A few minutes later an officer passing by told them that Major Gough of the Mounted Infantry had been knocked senseless by a bullet which had grazed his forehead, and that an officer of the artillery had been hit in the back.
"What do you think of it, sergeant?" Edgar asked, as he and Sergeant Bowen were eating their breakfast together under shelter of the wall.

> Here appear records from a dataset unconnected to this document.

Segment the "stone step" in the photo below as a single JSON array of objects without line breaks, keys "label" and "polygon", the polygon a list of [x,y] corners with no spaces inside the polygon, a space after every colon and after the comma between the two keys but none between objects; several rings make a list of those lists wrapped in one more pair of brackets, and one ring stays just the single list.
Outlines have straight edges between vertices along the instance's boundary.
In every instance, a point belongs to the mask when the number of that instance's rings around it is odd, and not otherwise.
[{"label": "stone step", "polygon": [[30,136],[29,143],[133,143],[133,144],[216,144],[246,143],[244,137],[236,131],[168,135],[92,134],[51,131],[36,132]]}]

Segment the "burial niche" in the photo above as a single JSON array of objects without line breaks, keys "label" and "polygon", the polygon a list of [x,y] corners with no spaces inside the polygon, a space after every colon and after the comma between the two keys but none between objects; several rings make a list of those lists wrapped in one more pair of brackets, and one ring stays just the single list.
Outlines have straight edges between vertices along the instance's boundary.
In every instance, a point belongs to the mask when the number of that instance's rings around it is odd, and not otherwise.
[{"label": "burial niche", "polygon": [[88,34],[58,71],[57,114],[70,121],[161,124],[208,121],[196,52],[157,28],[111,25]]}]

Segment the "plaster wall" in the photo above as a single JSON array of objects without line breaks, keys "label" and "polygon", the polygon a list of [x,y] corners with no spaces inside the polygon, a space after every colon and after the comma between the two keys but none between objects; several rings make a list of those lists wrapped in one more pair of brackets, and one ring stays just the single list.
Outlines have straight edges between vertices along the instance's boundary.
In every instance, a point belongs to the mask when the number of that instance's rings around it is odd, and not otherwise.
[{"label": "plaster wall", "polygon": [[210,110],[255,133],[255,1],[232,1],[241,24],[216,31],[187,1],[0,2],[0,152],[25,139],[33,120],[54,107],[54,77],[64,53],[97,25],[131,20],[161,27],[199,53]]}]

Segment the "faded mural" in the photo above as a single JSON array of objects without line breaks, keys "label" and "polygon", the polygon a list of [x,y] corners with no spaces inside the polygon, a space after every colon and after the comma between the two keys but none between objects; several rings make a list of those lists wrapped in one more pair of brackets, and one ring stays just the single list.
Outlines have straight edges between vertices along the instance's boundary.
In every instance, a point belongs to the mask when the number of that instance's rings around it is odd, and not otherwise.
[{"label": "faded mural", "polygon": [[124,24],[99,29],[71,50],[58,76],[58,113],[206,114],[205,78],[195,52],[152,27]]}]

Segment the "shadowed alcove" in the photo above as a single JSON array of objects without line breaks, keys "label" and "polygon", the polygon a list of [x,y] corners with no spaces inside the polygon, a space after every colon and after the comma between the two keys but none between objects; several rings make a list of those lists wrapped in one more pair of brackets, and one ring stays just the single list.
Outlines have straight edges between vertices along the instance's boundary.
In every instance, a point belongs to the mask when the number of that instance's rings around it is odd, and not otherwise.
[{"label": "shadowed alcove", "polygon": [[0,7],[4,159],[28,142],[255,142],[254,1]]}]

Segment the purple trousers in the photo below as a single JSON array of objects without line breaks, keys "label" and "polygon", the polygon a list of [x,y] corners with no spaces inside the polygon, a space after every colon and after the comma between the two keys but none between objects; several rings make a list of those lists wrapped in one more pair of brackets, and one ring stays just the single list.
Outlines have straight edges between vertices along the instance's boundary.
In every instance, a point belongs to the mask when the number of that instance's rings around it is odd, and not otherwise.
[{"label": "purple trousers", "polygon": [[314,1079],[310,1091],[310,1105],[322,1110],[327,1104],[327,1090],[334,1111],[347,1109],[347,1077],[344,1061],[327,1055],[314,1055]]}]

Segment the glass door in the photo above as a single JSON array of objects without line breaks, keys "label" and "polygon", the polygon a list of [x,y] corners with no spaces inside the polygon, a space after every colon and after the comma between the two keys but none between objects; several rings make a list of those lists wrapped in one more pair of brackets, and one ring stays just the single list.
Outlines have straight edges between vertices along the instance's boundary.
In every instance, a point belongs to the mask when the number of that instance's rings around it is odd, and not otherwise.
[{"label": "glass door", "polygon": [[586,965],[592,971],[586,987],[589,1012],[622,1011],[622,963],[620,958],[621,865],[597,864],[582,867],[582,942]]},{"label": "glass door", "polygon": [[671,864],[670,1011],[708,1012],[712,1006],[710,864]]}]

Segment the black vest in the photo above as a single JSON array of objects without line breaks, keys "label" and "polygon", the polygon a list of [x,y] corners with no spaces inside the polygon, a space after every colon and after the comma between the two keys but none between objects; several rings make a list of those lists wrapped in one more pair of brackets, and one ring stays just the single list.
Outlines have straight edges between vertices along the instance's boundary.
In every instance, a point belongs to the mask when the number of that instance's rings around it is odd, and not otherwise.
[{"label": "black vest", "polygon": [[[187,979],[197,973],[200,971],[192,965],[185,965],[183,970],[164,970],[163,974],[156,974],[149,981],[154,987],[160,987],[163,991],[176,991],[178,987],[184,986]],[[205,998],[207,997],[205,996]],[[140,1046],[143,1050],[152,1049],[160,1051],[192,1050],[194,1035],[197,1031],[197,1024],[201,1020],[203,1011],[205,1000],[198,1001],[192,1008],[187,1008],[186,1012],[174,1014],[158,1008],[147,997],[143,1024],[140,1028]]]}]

"I think that it is going to be a hot job, lad. If they had attacked us out in the plain we should have made short work of them, but it is a different thing altogether among these hills. The beggars can run three feet to our one, and if we were to climb one of these hills to attack them, they would be on the top of the next before we got there. I see nothing for it but to move straight for the wells, and let them do their worst as we go. It would be all right if we hadn't this tremendous train of camels; but if they come pouring down while we are on the march we shall have difficulty in protecting them all."
"I wish Rupert were lying here with us," Edgar said, looking anxiously at his brother, whose figure he could perceive among those near the general. "It is horrid lying here in safety while he is exposed to their bullets."
"We must all take our chances," the sergeant said. "Maybe presently you will be in more danger than he is."
Half an hour later orders were issued that the men were to prepare for action, and it became known among the officers that the general had determined to leave a small garrison to protect the baggage and camels in the zareba, and to push forward with the rest of the force and capture the wells, and then send back and fetch in the camels and baggage. But the movement was delayed until ten o'clock in hopes that the enemy would attack. As they did not do so, orders were given, and the square formed up. The Guards' Camel Corps formed half the front of the square, and the right flank. The Mounted Infantry filled up the other half of the front, and half the left flank. The rest of the left flank and the rear were formed by the Heavy Camel Corps and the Naval Brigade; the hundred men of the Sussex taking the right rear corner between them and the Guards, while the Naval Brigade with their Gardner gun were in the centre of the rear line, between the troop of the 4th and 5th Dragoon Guards and that of the 1st and 2d Life Guards and Blues.